Conformal prediction is a powerful post-hoc framework for uncertainty quantification that provides distribution-free coverage guarantees. However, these guarantees crucially rely on the assumption of exchangeability. This assumption is fundamentally violated in time series data, where temporal dependence and distributional shifts are pervasive.

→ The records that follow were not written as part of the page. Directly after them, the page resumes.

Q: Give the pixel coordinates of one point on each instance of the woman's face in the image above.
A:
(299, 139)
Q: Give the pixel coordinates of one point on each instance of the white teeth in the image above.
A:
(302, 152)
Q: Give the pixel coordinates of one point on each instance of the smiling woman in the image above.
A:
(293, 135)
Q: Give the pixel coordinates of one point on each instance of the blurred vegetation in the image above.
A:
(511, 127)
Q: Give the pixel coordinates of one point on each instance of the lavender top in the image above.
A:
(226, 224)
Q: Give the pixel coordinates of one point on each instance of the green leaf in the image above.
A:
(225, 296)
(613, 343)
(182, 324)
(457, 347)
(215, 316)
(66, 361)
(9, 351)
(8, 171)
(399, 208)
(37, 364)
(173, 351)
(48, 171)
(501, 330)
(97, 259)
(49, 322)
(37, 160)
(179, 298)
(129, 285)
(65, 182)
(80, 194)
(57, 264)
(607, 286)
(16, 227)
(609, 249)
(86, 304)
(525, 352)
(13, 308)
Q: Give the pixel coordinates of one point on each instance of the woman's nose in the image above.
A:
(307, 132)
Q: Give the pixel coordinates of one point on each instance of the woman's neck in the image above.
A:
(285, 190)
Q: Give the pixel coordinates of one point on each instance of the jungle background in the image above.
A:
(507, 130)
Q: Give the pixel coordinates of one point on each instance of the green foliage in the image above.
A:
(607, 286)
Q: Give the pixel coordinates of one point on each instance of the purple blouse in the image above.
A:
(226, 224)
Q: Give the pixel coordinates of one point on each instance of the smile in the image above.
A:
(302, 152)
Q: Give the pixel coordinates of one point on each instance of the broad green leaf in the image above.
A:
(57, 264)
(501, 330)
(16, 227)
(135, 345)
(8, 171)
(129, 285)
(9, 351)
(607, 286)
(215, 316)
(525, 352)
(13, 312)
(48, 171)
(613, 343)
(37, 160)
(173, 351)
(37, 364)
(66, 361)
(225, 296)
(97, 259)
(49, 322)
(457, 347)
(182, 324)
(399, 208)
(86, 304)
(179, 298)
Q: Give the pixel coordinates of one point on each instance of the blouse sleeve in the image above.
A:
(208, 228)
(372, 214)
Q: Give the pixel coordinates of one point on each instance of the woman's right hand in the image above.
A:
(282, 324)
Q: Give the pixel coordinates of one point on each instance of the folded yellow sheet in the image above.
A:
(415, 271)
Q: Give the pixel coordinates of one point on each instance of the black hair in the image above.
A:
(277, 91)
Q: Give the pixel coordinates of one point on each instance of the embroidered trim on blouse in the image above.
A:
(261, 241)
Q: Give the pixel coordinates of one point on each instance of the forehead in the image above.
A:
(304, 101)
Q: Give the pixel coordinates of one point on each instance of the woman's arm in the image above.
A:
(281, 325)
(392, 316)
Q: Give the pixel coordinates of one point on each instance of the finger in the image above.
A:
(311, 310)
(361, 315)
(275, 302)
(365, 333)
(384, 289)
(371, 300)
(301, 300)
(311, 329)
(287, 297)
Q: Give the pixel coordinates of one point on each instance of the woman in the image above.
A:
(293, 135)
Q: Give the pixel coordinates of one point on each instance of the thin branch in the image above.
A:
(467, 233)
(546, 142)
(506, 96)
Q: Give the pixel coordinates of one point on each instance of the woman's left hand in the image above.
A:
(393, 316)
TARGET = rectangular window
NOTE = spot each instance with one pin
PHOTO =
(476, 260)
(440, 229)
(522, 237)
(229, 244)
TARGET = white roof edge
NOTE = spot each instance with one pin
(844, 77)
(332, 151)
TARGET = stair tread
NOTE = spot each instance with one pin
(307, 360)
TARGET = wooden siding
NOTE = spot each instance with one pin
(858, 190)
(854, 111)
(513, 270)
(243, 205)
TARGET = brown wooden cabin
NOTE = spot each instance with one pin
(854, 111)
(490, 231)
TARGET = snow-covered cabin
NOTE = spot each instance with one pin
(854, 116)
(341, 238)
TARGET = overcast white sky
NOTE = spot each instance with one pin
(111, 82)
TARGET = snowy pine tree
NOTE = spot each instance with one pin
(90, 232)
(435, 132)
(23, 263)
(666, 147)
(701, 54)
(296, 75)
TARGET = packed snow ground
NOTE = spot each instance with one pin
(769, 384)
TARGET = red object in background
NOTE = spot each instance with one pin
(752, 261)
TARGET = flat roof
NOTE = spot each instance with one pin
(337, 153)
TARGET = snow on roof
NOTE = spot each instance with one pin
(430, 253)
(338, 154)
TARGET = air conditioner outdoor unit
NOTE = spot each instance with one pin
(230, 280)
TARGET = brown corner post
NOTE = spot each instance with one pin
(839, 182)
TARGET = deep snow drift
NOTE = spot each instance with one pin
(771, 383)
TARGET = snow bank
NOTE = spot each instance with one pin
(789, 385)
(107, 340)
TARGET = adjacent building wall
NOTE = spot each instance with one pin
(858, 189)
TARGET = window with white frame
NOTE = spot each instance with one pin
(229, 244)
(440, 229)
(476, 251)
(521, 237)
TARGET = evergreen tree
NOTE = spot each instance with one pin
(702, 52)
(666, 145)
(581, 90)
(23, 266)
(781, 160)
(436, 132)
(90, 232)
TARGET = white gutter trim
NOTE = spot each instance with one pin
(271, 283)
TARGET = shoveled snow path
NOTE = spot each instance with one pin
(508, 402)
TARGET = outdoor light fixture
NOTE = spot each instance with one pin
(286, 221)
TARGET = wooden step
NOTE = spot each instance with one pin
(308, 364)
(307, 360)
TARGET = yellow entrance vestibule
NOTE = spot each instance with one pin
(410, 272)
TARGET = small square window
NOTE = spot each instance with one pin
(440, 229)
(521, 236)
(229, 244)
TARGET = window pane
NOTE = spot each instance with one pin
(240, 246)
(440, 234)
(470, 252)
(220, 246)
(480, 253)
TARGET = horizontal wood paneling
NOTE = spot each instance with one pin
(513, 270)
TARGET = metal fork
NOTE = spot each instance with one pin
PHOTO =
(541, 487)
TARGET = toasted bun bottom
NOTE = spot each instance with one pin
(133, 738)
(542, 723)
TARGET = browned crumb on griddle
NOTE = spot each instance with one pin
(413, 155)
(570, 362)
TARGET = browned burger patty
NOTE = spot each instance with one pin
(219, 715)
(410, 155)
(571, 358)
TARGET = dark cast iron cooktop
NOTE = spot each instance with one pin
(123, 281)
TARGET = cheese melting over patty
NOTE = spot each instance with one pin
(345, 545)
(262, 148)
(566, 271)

As a result, classical split-conformal methods may yield prediction intervals that fail to maintain nominal validity. This review unifies recent advances in conformal forecasting methods specifically designed to address nonexchangeable data. We first present a theoretical foundation, deriving finite-sample guarantees for split-conformal prediction under mild weak-dependence conditions. We then survey and classify state-of-the-art approaches that mitigate serial dependence by reweighting calibration data, dynamically updating residual distributions, or adaptively tuning target coverage levels in real time. Finally, we present a comprehensive simulation study that compares these techniques in terms of empirical coverage, interval width, and computational cost, highlighting practical trade-offs and open research directions.

翻译：共形预测是一种用于不确定性量化的强大后处理框架，提供无分布覆盖保证。然而，这些保证关键依赖于可交换性假设。在时间序列数据中，该假设从根本上被违背，因为时间依赖性和分布偏移普遍存在。因此，经典的分割共形方法可能产生无法维持名义有效性的预测区间。本文综述了专门针对非可交换数据设计的共形预测方法的最新进展。我们首先建立理论基础，在温和的弱依赖条件下推导分割共形预测的有限样本保证。随后，我们系统梳理并分类了通过重新加权校准数据、动态更新残差分布或实时自适应调整目标覆盖水平来缓解序列依赖性的前沿方法。最后，我们通过一项全面的模拟研究，从经验覆盖度、区间宽度和计算成本等方面比较这些技术，突出实际权衡与开放研究方向。